The company  plans to  begin its first human trial this year and has had early discussions with the US Food and Drug Administration about regulatory clearance. The company hasn't disclosed what institutions it will work with but the study will be in healthy subjects, designed to verify that what investigators have seen in animal studies can be replicated in humans.

The company doesn't intend to develop BioCapture as a cancer diagnostic, but will pursue clearance for the device itself, which hopefully would then be taken up by liquid biopsy companies.

Wheeler said he has been busy discussing the technology with diagnostics firms, commercial labs, and others. Once the first in-human data is available later this year, the plan is to identify specific indications the firm might target in future clinical trials for regulatory purposes.

Another path forward could be catching the attention of apheresis companies, where the BioCapture device would become part of a larger platform menu.

Compared to a syringe and phlebotomist, apheresis is obviously "a bit more expensive," Wheeler said, with a similar price point to CT scans, and a several-hour time requirement. But if the device stands to improve early cancer detection, the overall economics are still favorable, he argued, considering the savings to the healthcare system in reducing the need for expensive late-stage cancer treatments.

For any of this to be realized, BioCaptiva will need to show not only that BioCapture can isolate large amounts of cfDNA, but also that this leads to better detection of tumor fragments within that sample.

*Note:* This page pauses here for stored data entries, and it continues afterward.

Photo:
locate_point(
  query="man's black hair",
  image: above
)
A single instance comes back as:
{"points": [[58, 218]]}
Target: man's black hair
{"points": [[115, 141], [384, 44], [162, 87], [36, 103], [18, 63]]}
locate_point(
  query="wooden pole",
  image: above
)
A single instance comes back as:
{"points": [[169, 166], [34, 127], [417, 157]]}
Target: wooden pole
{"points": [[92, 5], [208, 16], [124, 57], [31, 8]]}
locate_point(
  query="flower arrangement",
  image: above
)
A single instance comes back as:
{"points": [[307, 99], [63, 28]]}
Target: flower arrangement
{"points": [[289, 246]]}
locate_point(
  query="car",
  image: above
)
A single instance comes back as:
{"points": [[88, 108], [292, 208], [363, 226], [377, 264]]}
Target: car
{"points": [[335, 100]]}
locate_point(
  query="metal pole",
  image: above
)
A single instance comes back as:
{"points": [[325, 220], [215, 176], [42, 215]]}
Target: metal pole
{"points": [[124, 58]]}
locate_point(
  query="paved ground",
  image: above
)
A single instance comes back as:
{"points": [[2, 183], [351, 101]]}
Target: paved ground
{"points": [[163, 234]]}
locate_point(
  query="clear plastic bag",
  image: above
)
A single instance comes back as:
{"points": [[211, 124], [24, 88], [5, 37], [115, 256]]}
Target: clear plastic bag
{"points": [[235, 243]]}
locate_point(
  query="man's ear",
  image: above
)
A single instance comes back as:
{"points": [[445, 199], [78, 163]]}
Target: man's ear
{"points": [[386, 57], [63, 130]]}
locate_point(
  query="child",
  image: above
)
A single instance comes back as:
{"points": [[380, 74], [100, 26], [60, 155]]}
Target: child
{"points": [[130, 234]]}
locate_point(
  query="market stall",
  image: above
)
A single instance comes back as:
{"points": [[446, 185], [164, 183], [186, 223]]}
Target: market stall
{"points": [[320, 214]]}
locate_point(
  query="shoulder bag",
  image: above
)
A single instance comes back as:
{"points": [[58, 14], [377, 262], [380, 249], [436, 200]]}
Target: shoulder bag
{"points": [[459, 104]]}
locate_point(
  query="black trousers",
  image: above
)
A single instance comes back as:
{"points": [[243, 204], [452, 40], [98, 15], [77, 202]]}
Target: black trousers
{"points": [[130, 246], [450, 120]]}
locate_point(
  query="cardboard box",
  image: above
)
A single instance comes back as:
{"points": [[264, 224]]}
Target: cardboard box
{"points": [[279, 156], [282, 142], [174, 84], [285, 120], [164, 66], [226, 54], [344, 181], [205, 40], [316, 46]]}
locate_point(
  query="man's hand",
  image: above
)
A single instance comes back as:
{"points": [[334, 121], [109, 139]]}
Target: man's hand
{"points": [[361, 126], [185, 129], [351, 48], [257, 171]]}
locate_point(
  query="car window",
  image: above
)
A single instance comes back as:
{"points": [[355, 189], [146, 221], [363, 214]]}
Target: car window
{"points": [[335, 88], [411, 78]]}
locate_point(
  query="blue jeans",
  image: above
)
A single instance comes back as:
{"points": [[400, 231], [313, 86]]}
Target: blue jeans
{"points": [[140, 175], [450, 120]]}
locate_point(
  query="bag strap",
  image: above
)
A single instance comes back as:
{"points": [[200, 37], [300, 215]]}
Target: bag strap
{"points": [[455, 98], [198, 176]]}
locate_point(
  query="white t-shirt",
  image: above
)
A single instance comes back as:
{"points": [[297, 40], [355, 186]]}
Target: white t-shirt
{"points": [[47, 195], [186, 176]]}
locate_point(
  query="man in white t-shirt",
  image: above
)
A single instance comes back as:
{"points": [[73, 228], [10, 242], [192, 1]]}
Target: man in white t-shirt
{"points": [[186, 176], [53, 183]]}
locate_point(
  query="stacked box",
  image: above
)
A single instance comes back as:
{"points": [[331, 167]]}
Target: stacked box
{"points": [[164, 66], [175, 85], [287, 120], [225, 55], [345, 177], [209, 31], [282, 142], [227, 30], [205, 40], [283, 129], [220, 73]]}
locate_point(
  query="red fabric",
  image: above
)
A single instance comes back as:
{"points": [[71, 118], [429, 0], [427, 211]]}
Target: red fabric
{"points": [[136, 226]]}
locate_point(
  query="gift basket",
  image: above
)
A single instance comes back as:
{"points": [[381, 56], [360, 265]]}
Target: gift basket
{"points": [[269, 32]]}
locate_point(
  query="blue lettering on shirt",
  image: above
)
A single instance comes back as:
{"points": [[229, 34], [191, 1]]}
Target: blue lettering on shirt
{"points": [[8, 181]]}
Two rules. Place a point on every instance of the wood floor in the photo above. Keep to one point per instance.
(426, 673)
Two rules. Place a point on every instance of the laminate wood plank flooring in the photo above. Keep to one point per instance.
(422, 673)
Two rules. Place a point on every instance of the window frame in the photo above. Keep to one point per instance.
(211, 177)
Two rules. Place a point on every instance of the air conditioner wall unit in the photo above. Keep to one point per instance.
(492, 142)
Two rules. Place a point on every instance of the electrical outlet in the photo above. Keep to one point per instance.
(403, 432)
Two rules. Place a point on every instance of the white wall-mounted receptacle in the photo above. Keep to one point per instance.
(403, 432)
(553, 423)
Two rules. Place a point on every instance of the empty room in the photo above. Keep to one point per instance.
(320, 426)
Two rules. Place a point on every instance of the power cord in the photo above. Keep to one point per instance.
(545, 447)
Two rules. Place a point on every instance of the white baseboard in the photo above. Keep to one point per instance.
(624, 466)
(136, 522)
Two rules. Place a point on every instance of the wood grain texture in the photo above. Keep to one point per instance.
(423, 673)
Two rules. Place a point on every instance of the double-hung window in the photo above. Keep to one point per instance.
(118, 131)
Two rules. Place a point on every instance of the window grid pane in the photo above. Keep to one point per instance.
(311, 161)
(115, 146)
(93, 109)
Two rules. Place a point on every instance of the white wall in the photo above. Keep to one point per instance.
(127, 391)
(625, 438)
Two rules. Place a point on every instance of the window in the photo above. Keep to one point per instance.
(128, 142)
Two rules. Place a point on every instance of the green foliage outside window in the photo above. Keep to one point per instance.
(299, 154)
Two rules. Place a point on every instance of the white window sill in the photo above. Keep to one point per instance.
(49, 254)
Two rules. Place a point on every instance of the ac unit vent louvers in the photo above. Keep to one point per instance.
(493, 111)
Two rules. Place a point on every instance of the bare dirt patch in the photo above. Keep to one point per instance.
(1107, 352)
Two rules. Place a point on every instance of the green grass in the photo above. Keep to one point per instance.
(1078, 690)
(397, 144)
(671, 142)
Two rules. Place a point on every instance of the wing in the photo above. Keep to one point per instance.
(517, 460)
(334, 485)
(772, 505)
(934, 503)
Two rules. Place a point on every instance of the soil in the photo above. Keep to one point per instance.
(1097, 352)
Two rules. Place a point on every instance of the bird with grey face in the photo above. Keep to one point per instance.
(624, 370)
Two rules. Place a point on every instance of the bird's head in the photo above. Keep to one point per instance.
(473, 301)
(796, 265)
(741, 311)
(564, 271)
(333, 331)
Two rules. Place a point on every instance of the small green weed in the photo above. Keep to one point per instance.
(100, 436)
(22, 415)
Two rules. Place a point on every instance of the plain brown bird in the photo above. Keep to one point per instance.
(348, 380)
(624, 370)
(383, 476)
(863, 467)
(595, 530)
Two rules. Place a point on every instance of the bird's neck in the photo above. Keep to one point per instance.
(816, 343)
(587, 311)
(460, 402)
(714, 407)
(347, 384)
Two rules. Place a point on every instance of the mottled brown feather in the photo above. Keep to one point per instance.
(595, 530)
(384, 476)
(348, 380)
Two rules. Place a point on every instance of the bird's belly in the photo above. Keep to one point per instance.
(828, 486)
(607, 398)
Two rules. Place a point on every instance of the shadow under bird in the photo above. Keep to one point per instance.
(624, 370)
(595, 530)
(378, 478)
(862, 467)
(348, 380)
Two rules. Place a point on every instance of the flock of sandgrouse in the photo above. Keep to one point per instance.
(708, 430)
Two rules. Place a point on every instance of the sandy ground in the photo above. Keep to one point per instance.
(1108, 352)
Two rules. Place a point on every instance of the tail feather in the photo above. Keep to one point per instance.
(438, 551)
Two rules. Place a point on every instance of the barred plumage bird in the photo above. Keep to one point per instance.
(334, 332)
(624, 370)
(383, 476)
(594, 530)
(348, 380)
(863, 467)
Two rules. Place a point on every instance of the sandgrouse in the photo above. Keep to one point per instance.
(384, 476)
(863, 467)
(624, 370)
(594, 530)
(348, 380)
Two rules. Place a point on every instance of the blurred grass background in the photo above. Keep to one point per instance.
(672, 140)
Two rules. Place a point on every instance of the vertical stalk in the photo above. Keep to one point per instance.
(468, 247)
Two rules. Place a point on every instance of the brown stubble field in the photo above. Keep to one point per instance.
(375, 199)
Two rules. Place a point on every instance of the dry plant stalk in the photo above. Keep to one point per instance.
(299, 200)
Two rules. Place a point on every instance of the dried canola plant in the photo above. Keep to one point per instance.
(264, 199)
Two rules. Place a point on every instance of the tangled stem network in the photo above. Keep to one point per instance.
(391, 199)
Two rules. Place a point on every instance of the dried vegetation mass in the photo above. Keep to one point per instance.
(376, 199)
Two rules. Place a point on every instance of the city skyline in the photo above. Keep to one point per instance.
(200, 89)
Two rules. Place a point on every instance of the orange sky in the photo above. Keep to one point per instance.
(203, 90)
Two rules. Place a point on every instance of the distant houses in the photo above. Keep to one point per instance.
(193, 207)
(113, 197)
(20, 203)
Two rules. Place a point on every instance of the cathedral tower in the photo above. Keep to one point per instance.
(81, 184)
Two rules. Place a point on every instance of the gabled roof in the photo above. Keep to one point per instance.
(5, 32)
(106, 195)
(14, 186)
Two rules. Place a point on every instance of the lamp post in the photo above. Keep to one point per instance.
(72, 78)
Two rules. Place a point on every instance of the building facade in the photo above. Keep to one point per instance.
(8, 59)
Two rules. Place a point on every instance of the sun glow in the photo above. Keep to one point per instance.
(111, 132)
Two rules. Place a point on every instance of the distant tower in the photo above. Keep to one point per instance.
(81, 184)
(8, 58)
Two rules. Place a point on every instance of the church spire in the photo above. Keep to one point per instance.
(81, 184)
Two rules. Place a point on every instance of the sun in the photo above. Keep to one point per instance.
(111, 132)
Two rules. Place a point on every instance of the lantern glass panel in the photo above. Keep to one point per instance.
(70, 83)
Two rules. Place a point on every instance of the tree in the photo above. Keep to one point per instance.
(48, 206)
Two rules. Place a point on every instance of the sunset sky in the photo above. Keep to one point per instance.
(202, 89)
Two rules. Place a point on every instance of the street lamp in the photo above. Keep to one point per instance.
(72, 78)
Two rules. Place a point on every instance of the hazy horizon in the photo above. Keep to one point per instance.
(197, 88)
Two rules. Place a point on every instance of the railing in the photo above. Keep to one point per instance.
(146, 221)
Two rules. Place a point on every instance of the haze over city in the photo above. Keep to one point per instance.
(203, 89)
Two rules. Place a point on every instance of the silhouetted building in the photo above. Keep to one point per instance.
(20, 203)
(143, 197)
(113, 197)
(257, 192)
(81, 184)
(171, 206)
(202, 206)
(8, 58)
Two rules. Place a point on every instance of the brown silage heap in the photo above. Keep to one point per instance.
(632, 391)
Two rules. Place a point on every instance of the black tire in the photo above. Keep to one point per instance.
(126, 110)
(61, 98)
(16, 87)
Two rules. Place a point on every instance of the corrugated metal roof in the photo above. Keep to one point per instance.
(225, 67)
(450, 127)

Considering how far investigators have been able to push ctDNA detection using regular phlebotomy and advanced sequencing techniques, it's possible the field might not recognize enough added value by boosting cfDNA amounts.

Velculescu said Delfi believes its fragmentation-based method can overcome a large degree of the ctDNA signal challenge on its own.

Other leaders in the liquid biopsy field also expressed caution, saying that absent published data, while having more cfDNA molecules is inarguably a good thing, it's unclear whether an apheresis capture technology would be practical or transformative.

Wheeler said the company expects to have data in hand from its initial trial of the device in healthy volunteers by the end of this year.